Na garagem de Imola, enquanto um Huracán Super Trofeo rosna na reta de chegada, Mitja Borkert, diretor de design da Lamborghini, compara a Miura a uma escultura de Michelangelo. Não é exagero. Em apenas dois anos, a marca saltou do 350 GT para este objeto de desejo que redefiniu o conceito de supercar. A aceleração do design foi tão radical que ecos dela ecoam ainda hoje no Fenomeno Roadster, o novo híbrido V-12 que homenageia aquela linhagem.
O evento é Lamborghini Arena, um festival de dois dias que celebra seis décadas da Miura. Centenas de proprietários e entusiastas convergem para Imola, na Itália, para testemunhar a evolução do Raging Bull. Mas há uma missão pessoal em jogo: pilotar um Miura é o tipo de coisa que fica pendente na vida de quem respira motores.

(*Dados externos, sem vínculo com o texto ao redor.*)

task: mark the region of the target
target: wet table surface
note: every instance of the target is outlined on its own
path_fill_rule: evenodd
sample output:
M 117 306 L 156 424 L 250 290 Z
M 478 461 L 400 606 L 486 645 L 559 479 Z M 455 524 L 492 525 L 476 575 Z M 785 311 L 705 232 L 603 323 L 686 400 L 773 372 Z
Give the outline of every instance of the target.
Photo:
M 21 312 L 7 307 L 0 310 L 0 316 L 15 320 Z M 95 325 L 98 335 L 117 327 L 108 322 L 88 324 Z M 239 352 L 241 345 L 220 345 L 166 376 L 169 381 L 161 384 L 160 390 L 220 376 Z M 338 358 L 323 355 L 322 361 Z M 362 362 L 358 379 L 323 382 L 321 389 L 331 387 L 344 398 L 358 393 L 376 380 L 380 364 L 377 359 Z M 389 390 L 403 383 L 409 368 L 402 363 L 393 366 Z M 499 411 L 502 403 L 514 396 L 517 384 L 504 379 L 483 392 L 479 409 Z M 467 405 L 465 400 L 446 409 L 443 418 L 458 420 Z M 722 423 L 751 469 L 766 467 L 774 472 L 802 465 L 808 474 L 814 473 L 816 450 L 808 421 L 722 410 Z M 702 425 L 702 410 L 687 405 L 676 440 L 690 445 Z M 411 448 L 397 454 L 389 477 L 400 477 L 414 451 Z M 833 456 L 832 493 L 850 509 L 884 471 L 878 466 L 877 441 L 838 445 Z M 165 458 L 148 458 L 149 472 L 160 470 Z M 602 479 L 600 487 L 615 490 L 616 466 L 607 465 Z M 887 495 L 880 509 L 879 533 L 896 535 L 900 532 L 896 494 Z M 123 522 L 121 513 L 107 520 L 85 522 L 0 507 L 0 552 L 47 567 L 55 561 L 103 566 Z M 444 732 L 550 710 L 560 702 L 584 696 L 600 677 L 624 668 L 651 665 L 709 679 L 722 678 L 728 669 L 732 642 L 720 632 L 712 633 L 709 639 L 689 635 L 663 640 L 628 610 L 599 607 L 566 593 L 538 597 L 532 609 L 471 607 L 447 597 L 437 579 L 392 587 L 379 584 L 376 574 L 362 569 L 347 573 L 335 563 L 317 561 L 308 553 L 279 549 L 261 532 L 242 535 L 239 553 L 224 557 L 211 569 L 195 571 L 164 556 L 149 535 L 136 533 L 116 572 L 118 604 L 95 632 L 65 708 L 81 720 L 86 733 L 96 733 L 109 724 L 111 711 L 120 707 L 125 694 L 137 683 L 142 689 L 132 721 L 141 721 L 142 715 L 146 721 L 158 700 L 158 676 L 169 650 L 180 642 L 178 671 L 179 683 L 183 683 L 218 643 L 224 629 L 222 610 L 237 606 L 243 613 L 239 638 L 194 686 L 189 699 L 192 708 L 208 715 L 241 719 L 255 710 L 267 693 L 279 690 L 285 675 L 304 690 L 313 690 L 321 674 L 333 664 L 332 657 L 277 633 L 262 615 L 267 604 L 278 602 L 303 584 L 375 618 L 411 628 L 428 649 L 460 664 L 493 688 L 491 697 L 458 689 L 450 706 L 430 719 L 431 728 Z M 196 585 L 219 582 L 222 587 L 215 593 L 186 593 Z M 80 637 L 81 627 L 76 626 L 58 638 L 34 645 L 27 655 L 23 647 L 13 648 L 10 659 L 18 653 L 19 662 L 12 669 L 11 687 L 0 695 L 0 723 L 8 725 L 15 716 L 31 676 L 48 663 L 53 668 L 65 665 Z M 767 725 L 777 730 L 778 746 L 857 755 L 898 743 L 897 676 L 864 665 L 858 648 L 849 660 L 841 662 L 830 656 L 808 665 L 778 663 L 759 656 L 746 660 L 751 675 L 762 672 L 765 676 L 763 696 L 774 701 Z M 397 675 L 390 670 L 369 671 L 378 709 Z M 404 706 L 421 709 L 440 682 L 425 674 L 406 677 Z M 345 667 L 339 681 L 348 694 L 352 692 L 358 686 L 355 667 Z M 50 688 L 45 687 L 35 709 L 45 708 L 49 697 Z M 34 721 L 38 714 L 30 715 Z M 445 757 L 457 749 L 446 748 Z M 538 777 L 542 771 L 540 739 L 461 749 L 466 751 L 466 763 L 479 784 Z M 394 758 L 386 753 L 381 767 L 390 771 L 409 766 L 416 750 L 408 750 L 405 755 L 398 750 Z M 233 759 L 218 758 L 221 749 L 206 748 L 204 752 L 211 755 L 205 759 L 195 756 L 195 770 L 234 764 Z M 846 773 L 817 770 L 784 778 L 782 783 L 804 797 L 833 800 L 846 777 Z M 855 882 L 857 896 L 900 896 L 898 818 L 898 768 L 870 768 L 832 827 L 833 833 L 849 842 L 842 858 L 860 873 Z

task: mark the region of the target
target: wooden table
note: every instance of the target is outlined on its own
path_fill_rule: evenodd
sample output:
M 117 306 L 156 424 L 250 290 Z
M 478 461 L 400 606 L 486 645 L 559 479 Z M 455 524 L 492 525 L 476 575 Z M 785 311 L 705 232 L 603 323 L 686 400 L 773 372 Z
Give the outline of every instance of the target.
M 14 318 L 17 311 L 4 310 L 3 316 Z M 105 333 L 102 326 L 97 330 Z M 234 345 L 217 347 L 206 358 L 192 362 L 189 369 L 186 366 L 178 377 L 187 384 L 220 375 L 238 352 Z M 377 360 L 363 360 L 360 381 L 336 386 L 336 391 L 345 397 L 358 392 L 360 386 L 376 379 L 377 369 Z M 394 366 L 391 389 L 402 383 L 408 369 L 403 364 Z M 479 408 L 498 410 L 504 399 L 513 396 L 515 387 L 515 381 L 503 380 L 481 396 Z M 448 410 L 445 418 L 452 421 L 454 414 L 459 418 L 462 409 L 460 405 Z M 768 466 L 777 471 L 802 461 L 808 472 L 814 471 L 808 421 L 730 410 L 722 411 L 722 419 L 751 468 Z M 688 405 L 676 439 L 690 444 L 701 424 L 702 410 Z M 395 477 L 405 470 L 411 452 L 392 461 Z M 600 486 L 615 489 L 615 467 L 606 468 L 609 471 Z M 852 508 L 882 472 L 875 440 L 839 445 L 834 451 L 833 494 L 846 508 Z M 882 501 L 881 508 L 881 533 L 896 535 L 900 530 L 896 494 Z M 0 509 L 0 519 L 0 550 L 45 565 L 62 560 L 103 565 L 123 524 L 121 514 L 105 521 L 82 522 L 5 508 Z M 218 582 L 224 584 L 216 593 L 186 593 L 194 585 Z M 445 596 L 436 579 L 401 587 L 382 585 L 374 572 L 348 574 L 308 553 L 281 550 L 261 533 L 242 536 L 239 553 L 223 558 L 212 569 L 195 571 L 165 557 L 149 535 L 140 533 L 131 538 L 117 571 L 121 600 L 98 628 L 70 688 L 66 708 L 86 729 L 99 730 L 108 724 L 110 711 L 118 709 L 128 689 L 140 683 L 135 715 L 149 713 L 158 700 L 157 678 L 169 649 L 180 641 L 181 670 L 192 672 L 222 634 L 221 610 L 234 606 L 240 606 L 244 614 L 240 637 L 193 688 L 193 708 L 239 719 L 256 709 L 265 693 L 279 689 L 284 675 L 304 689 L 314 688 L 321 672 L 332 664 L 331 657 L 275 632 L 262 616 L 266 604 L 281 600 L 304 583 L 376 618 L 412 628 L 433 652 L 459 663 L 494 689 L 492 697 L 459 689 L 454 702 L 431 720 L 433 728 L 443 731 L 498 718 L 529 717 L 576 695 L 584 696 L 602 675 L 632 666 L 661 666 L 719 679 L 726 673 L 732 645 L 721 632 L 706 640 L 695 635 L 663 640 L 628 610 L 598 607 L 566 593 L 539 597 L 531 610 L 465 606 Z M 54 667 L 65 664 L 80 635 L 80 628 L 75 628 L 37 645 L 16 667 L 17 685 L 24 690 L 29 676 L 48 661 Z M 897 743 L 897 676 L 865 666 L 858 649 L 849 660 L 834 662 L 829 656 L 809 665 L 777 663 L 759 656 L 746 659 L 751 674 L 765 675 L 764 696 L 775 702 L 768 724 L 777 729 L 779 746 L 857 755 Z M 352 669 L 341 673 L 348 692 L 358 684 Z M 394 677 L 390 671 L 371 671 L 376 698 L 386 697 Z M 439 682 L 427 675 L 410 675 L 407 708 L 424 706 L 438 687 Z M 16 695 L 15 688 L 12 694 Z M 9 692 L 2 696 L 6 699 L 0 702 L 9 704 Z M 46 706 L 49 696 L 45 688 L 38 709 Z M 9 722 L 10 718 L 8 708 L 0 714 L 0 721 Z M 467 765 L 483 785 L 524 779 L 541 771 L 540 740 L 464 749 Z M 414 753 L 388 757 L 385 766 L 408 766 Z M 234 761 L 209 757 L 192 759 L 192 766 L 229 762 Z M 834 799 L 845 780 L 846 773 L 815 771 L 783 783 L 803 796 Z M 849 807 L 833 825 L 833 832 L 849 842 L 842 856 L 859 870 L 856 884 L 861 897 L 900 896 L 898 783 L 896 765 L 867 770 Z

O exemplar em questão é um P400 SV pintado em Giallo Fly, aquele amarelo vibrante que marca apenas 150 unidades produzidas entre 1971 e 1973. Reconhecível pela ausência dos “cílios” dos faróis, pelas formas mais largas e pelos lanternas traseiras mais angulares, o SV abriga um V-12 de 3,9 litros posicionado transversalmente, gerando 385 cv a 7.850 rpm. Faz parte do acervo do museu da fábrica, mantido pelo Polo Storico, o departamento de patrimônio histórico da Lamborghini.
Giuliano Cassataro, responsável pelo pós-venda do Polo Storico, explica que cada Miura carrega sua própria narrativa. O departamento restaurou alguns dos exemplares mais célebres, incluindo o carro de Giampaolo Dallara, designer do chassis, e a Miura que apareceu em “The Italian Job”. Uma restauração completa leva cerca de dois anos. Peças como as rodas de liga leve estão sendo remanufaturadas. “Queremos que esses carros sejam dirigidos”, afirma Cassataro.
Respirar fundo e empurrar a delicada maçaneta da porta. Cair em um banco baixíssimo, reclinado, com os braços estendidos e as pernas abertas em torno do volante. Para alguém com 1,73 m, o espaço de cabeça é adequado. Qualquer um acima de 1,80 m estará com os joelhos tocando os cotovelos. Pelo menos os pedais não estão desalinhados, diferentemente de muitos exóticos italianos da época.
À frente, dois mostradores Jaeger em cápsulas revestidas de couro: um velocímetro que nem começa até 40 km/h e um conta-rotações que sobe até 10 mil rpm. A visão através da janela traseira com venezianas é praticamente obstruída por um enorme filtro de ar e dois dos quatro carburadores triplos Weber. O espelho lateral, em forma de cápsula, é quase inútil.
Girar a chave e dar um pequeno blip no acelerador ajuda o V-12 a se preparar. O aumento agudo dos giros é quase motociclístico, depois se estabiliza em uma marcha lenta suave mas impaciente. Apesar da caixa de câmbio estar montada a certa distância, atrás do motor transversal (uma configuração inspirada no Austin Mini), a alavanca de pistola se move com precisão ao redor da grade de metal aberto. Com a maior parte do peso centralizado no chassis, a direção sem assistência é mais leve do que o esperado. Até aqui, tudo corre bem.
Em baixas velocidades pelas ruas de Imola e vilas além, o som mais proeminente é o zumbido do diferencial traseiro. Conforme as estradas se abrem e o conta-rotações da Miura passa dos números, a verdadeira natureza deste carro emerge. Não é uma máquina refinada ou confortável. É pura, direta, exigente. Cada movimento do volante, cada mudança de marcha, cada aceleração é um diálogo entre piloto e máquina.
A Miura nunca foi aclamada como um grande carro de direção. Mas dirigir uma desmente essa narrativa. Sim, a direção é pesada em movimento rápido. Sim, o carro quer sair pela tangente em curvas apertadas. Mas há uma honestidade nessa resistência, uma comunicação que os carros modernos, com toda sua eletrônica, raramente conseguem oferecer. O Miura não mente. Não mascara suas limitações com sistemas de controle de tração. Ele simplesmente diz: “aqui estou eu, um carro de 1971, e você precisa aprender a me dirigir”.
Sessenta anos depois, pilotando aquele amarelo brilhante através das ruas italianas, fica claro por que a Miura continua sendo uma fonte de inspiração. Não porque seja perfeita. Mas porque é honesta, ousada e, apesar de suas limitações, profundamente viva. Michelangelo teria apreciado.